Add ability to output Hive/Impala compatible timestamps #82

andrewgross · 2017-02-01T17:42:11Z

Hey,

I am doing some work with Amazon's Athena (Presto under the hood) system and using fastparquet to convert JSON files to parquet format. However, when I output datetime[ns] fields and read them in Athena, I get incorrect results:

Actual Dates:

"2016-08-08 23:08:22"
"2016-08-08 23:08:22"
"2016-08-08 23:08:22"
"2016-08-08 23:08:22"
"2016-08-08 23:08:22"
"2016-08-08 23:08:22"
"2016-08-08 23:08:23"
"2016-08-08 23:08:22"
"2016-08-08 23:08:22"
"2016-08-08 23:08:22"

Returned Dates:

"+48575-01-04 19:26:40.000"
"+48575-01-04 19:26:40.000"
"+48575-01-04 19:26:40.000"
"+48575-01-04 19:26:40.000"
"+48575-01-04 19:26:40.000"
"+48575-01-04 19:26:40.000"
"+48575-01-04 19:43:20.000"
"+48575-01-04 19:26:40.000"
"+48575-01-04 19:26:40.000"
"+48575-01-04 19:26:40.000"

This is because Hive (and Impala) use a different timestamp format (int96) than the Parquet default. Check out these posts for more details:

It would be helpful if it used the compatible TIMESTAMP format when writing with file_scheme='hive'.
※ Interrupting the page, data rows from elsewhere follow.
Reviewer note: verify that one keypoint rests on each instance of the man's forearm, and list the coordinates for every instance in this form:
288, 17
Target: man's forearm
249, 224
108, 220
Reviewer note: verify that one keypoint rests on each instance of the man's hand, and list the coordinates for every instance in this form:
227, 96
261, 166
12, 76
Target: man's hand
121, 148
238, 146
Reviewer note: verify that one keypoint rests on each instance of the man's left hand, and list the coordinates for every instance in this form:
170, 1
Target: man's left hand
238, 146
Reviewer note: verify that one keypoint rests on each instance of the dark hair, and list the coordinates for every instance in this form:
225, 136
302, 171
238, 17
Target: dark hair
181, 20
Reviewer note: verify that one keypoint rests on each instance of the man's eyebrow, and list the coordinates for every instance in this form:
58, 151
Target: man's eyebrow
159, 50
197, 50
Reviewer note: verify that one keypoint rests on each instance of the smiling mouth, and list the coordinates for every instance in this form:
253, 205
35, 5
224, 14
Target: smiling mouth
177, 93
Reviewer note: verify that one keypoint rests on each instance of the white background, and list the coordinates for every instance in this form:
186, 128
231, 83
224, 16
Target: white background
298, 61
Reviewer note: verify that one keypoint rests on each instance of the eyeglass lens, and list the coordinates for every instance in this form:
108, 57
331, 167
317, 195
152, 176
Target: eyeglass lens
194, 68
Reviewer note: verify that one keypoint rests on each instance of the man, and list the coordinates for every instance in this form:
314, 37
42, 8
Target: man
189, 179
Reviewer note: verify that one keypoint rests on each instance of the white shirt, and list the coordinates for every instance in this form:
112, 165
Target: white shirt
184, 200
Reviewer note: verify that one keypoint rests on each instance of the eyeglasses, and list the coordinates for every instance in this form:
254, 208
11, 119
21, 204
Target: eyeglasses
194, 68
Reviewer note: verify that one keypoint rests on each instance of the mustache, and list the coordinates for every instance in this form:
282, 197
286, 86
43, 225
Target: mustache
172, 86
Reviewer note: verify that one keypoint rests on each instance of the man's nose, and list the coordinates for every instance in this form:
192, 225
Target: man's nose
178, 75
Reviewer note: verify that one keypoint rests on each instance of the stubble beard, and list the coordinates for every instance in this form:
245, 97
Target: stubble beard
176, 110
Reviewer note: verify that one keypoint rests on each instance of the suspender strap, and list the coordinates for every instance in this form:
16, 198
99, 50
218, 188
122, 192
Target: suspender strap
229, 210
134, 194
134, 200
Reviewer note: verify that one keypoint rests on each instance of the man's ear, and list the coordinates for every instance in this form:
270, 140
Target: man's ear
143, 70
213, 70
The text was updated successfully, but these errors were encountered:

martindurant · 2017-02-03T17:36:17Z

An option to output dates in int96 is certainly doable, but I am surprised, as the parquet standard (https://github.com/Parquet/parquet-format/blob/master/LogicalTypes.md) makes clear that these are intervals of various accuracy, not timestamps.

Have you any idea how those values above relate to the input? Perhaps a snippet of code would help.

-edit-
I would guess it's simply a factor of 1000, do you need to specify that the dates units are ms or ns?

martindurant · 2017-02-04T00:45:32Z

Could you please produce for me some parquet data from impala containing such a column, and the same data in another format (csv, whatever), so that I can do testing?

andrewgross · 2017-02-08T18:46:12Z

Hey, sorry for the delay in getting back to you, I will layout the data and the steps I used to produce it.

Source Data

Here is the JSON data I used as a source for these tests. Each line is one record, and a newline delineates a new record. There are two columns. id is a simple string based identifier, and date_added which is in the format YYYY-MM-DD HH:MM:SS.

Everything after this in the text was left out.